5. Implikasi Etis dan Praktis bagi Gereja Masa Kini
a. Membangun Persekutuan Ekonomis di Tengah Jemaat
Gereja harus menjadi komunitas yang memperhatikan kebutuhan anggota. Bukan hanya penginjilan, tetapi juga pelayanan sosial yang mencerminkan Injil.
b. Memerangi Individualisme dan Konsumerisme
Dunia modern memuja kepemilikan dan privasi. Namun, Injil mengajak kita untuk berbagi — bukan karena kita dipaksa, tetapi karena kita satu tubuh.
c. Misi Global dan Dukungan Pelayanan
Ayat ini sangat relevan untuk mendukung pelayanan lintas budaya dan gereja-gereja yang sedang mengalami penganiayaan atau bencana.
6. Ilustrasi Modern: Gereja Global dalam Krisis
Dalam pandemi COVID-19, banyak gereja di negara berkembang mengalami krisis ekonomi berat. Gereja-gereja di belahan dunia lain yang lebih makmur punya kesempatan emas untuk menghidupi prinsip 2 Korintus 8:14.
Ketika gereja di Korea Selatan atau Amerika mendukung gereja di Myanmar atau Nigeria, mereka sedang mewujudkan “keseimbangan kasih karunia” sebagaimana diajarkan Paulus.

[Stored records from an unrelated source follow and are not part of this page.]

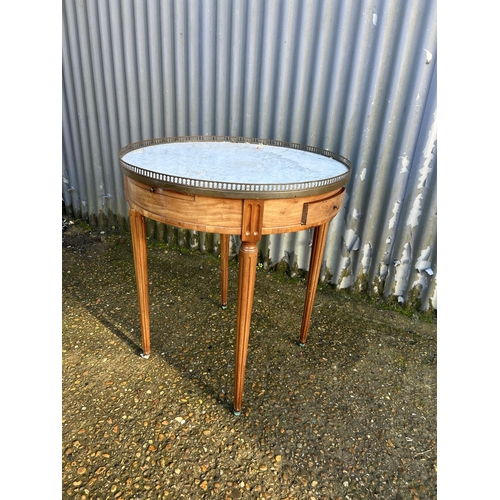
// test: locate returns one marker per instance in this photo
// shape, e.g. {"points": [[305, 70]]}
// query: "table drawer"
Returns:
{"points": [[321, 210]]}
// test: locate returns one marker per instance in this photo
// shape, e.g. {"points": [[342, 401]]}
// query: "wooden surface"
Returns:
{"points": [[250, 219]]}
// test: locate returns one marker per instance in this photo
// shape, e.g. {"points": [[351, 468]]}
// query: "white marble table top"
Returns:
{"points": [[233, 166]]}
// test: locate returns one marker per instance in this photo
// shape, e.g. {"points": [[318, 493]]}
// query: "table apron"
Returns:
{"points": [[225, 215]]}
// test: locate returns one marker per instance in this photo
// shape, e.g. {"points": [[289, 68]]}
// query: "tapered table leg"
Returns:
{"points": [[246, 285], [224, 267], [317, 250], [138, 230]]}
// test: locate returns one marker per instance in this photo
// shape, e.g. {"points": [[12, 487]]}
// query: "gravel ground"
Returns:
{"points": [[351, 415]]}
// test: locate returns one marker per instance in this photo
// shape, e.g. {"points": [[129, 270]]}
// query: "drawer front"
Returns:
{"points": [[322, 210]]}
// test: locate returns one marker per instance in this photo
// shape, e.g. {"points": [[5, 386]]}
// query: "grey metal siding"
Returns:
{"points": [[355, 77]]}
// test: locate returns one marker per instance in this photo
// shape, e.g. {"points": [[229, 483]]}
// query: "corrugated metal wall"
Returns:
{"points": [[357, 77]]}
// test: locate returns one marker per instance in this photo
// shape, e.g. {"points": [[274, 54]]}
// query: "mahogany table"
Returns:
{"points": [[232, 185]]}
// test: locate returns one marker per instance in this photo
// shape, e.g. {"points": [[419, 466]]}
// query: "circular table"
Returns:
{"points": [[232, 185]]}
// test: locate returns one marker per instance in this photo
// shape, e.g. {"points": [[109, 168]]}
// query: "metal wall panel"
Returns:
{"points": [[355, 77]]}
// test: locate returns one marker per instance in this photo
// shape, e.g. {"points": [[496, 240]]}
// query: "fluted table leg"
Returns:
{"points": [[224, 267], [246, 286], [317, 250], [138, 230]]}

7. Perbandingan dengan Kisah Para Rasul
Dalam Kisah Para Rasul 2:44–45, kita membaca:
“Dan semua orang percaya tetap bersatu dan semuanya berbagi milik mereka. Mereka menjual harta milik mereka dan membagikannya kepada siapa pun yang membutuhkan.”
Ini bukan legalisme, melainkan ekspresi kasih Kristus dalam perbuatan nyata.

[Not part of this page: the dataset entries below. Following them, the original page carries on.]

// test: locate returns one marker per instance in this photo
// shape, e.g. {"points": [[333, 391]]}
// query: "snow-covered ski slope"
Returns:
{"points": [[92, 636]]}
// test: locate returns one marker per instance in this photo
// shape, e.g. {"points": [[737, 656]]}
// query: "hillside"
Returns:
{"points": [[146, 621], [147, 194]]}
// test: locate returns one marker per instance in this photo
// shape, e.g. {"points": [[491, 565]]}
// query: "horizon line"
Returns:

8. Prinsip Spiritualitas Pemberian
Teologi Reformed menekankan bahwa pemberian adalah disiplin spiritual. Ini bukan hanya tentang membantu orang lain, tapi membentuk hati yang tidak terikat pada harta.
Jonathan Edwards berkata:
“Jika engkau menahan tanganmu dari memberi, engkau mungkin sedang menyangkal kasih Allah yang ada dalam hatimu.”
9. Refleksi Kristologis: Kristus Sebagai Teladan Pemberian
Di ayat sebelumnya (2 Korintus 8:9), Paulus menulis:
“Karena kamu tahu kasih karunia Tuhan kita Yesus Kristus, bahwa sekalipun Ia kaya, demi kamu Ia menjadi miskin, supaya kamu menjadi kaya karena kemiskinan-Nya.”
Ini adalah dasar teologis dari semua pemberian Kristen. Kristus memberi diri-Nya — bukan sebagian, tetapi sepenuhnya.
Kesimpulan: Gereja Sebagai Tubuh yang Seimbang dalam Kasih
2 Korintus 8:13–15 adalah panggilan untuk menghidupi Injil bukan hanya dengan kata-kata, tetapi dengan perbuatan nyata dalam keseharian. Di tengah dunia yang terpecah oleh ketimpangan ekonomi, gereja dipanggil untuk menunjukkan keseimbangan kasih karunia yang hanya dapat terwujud dalam kuasa Roh Kudus.